Wen-Hsuan Hou , Department of Physical Medicine and Rehabilitation, E-Da Hospital and I-Shou University, Taiwan, Kaohsiung City, Taiwan
Ching-Lin Hsieh , School of Occupational Therapy, College of Medicine, National Taiwan University and Department of Physical Medicine and Rehabilitation, Taipei City, Taiwan
Background Poor balance function is the most common risk factors of fall in elderly, patients with stroke, or other neurological problems. Measuring balance is important to determine the severity of disease, select the most appropriate training strategy, and evaluate the outcomes for people with high risk of fall. We develop a novel tailored measure to enhance administration efficiency and to reduce the assessment burden. Objective/Purpose: The purpose of this study was to develop an internet-based computerized adaptive testing (CAT) system for assessing balance function in an efficient, reliable, valid and responsive fashion in patients with stroke.

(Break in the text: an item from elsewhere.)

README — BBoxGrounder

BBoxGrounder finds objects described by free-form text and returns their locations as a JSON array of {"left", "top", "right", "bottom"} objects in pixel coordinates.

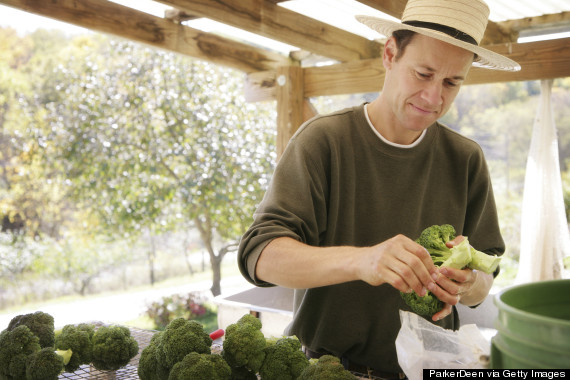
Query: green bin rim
[{"left": 494, "top": 279, "right": 570, "bottom": 328}]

Methods: First, 764 patients were administered to fit an item response theory model and a simulation study to determine the optimal 34-items for the item bank of the Balance CAT. Second, we tested another independent sample of 85 patients to determine the psychometric properties of Balance CAT. Results: We set 2 stopping rules (i.e., reliability coefficient > 0.9 or ≤ 6 items) for the CAT (available in the website as http://140.112.116.44/cat/). The scores were highly correlated with those of Berg Balance Scale (BBS) (Person r = 0.88), supporting the concurrent validity. The internal responsiveness (effect size = 0.90) and predictive validity for Barthel Index (rho = 0.58 ) were satisfactory. The average time needed to administer (83 second) was only 18% of BBS. Discussion/Conclusions: Since our Balance CAT program was installed on a web-based server, only a personal computer, digital device (iPod touch), or cell phone was used to administer. We can obtain instant health status reports to improve decision making and saved the results immediately for further data banking and sharing. In conclusion, our results provide strong evidence that the performance-based Balance CAT is individualized, efficient, reliable, valid, and responsive to improve interventions for fall prevention.

Learning Areas:
Conduct evaluation related to programs, research, and other areas of practice
Provision of health care to the public

Learning Objectives:
1. Development a web-based computer adaptive testing (CAT) which chooses items tailored to an individual patient and skips items apparently too easy or too hard 2. Demonstrate a performance-based HIIT flexibility adjusted for participants with different, more relevant items on the basis of userís needed at different assessment points 3. Explain the benefit of reducing burden of balance assessment to improve the implications of fall prevention in public health settings

Keywords: Health Information Systems, Technology

Presenting author's disclosure statement:

Qualified on the content I am responsible for because: oversee the assessment and organize
Any relevant financial relationships? No

I agree to comply with the American Public Health Association Conflict of Interest and Commercial Support Guidelines, and to disclose to the participants any off-label or experimental uses of a commercial product or service discussed in my presentation.